NOTE: This is a joint post from Coca-Cola Enterprises and The Prince of Wales’s Corporate Leaders Group.
We at Coca-Cola Enterprises (CCE) and The Prince of Wales’s Corporate Leaders Group (CLG) have been watching developments at COP21 closely. We know we are at a turning point in a global economic transition which the Paris conference can meaningfully accelerate.
The business community has already made significant progress in understanding, reducing and reporting its impact on the climate. Members of the CLG, which brings together 23 global companies – including CCE – employ two million people in 170 countries, with combined revenues of $170 billion. These companies, have been adapting their business models and increasing their investment in low-carbon technologies over the past few years.
To sustain and scale up this growth and the new jobs it promises, business needs an enabling policy environment. Only clarity and certainty at the national and global level will unlock the trillions of private investment required to build a new, low-carbon, climate-resilient economy. This means effective national policies based on a strong international policy framework.
So, in an ideal world, what would the Paris Climate Agreement look like?
To close the gap and meet the 2°C target, COP21 needs to put the world on a path to set and regularly strengthen climate action, and to ensure that national commitments are implemented effectively and efficiently.
Members of the CLG believe the agreement should contain three specific items:
· A long-term global emissions goal, such as peaking emissions as soon as possible and securing net zero emissions well before the end of the century;
· Agreement to update and improve national mitigation commitments and adaptation plans every five years;
· Clear transparency and accounting mechanisms, so that country commitments are comparable and dependable.
The Paris conference must also ensure that business has the right fiscal environment for a low-carbon transition. Clear incentives and market signals are required to shift private investment into low-carbon, resilient infrastructure and technology. In Paris and beyond, we hope to see time-bound commitments for market mechanisms that will deliver a robust price on carbon and its flip side, an end to perverse fossil fuel subsidies.
But what role does the business community need to play?
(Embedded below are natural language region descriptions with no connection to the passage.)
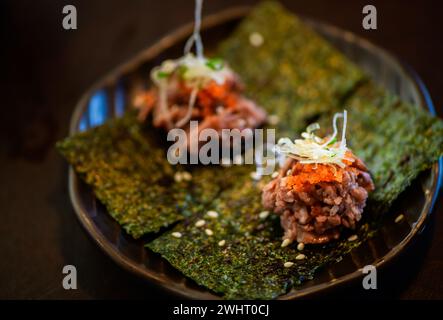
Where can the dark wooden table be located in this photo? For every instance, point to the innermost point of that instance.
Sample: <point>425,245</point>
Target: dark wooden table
<point>45,70</point>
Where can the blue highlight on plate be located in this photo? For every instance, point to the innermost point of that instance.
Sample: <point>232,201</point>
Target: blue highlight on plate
<point>98,108</point>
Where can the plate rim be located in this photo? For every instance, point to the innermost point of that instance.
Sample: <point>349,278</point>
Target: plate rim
<point>166,41</point>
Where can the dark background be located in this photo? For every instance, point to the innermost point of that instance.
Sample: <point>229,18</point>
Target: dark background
<point>44,71</point>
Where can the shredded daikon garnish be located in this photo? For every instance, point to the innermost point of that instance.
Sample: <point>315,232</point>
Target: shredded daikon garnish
<point>195,71</point>
<point>313,149</point>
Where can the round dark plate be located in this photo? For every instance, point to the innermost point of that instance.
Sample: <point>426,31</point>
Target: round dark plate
<point>109,98</point>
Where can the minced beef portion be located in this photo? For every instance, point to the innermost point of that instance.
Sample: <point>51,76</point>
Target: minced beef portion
<point>316,201</point>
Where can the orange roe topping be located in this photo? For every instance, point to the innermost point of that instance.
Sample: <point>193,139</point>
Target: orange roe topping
<point>305,175</point>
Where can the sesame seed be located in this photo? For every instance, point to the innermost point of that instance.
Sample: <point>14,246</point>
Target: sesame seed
<point>273,119</point>
<point>255,175</point>
<point>353,237</point>
<point>226,162</point>
<point>178,177</point>
<point>285,243</point>
<point>263,214</point>
<point>200,223</point>
<point>399,218</point>
<point>256,39</point>
<point>186,176</point>
<point>212,214</point>
<point>238,159</point>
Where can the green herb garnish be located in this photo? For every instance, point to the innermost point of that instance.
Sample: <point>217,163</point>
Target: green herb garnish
<point>215,64</point>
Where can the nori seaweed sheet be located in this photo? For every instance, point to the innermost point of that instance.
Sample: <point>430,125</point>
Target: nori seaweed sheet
<point>301,78</point>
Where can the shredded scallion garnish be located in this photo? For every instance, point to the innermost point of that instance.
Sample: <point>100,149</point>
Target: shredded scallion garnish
<point>313,149</point>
At CCE, we know we can’t just sit on the sidelines. Climate change is one of the most significant material risks for our business, as well as a major challenge for society, so we’ve signed a number of the high profile Road to Paris climate commitments. We’ve also joined the RE100 initiative and will ensure that, over time, 100% of the electricity we purchase will be from renewable sources. And, significantly, our commitment to halve the carbon footprint of our core business operations by 2020 has been externally recognised as being fully aligned with the needs of climate science – one of just ten companies to achieve this recognition.
However, there’s still more that business can do and we need to learn how to work together more effectively. That is why CCE co-hosted a roundtable with the CLG this week, bringing together business leaders, academics, think tanks and policymakers in Paris to discuss the roles of government, business and civil society in delivering the transition to a low-carbon economy. We welcomed participants from the UN Global Compact, European Parliament and other industry partners for an honest discussion about the role we all need to play and how we can work better together.
The roundtable was part of CCE’s ‘Rethinking Business’ series, in partnership with the Financial Times, which convenes debate on the major challenges facing the business community.
Ultimately, we know that agreement at COP21 will be just one aspect of the global consolidated action required to mitigate climate change. Action will be needed from national, local and regional government and businesses – acting separately and together. The voice of reason and the voice of hope must prevail both at Paris and well beyond. Because a deal that shifts emissions onto a rapid downward trajectory offers the best hope for the long-term rewiring of the global economy – and that transition is undoubtedly the best deal for business.
Sandrine Dixson-Declève is director of The Prince of Wales’s Corporate Leaders Group (CLG), which brings together 23 global business leaders working to advocate solutions on climate change.
Hubert Patricot is European president of Coca-Cola Enterprises, which manufactures and distributes Coca-Cola products in North Western Europe. He has been part of the leadership group of the Prince of Wales’s Corporate Leaders Group since 2012.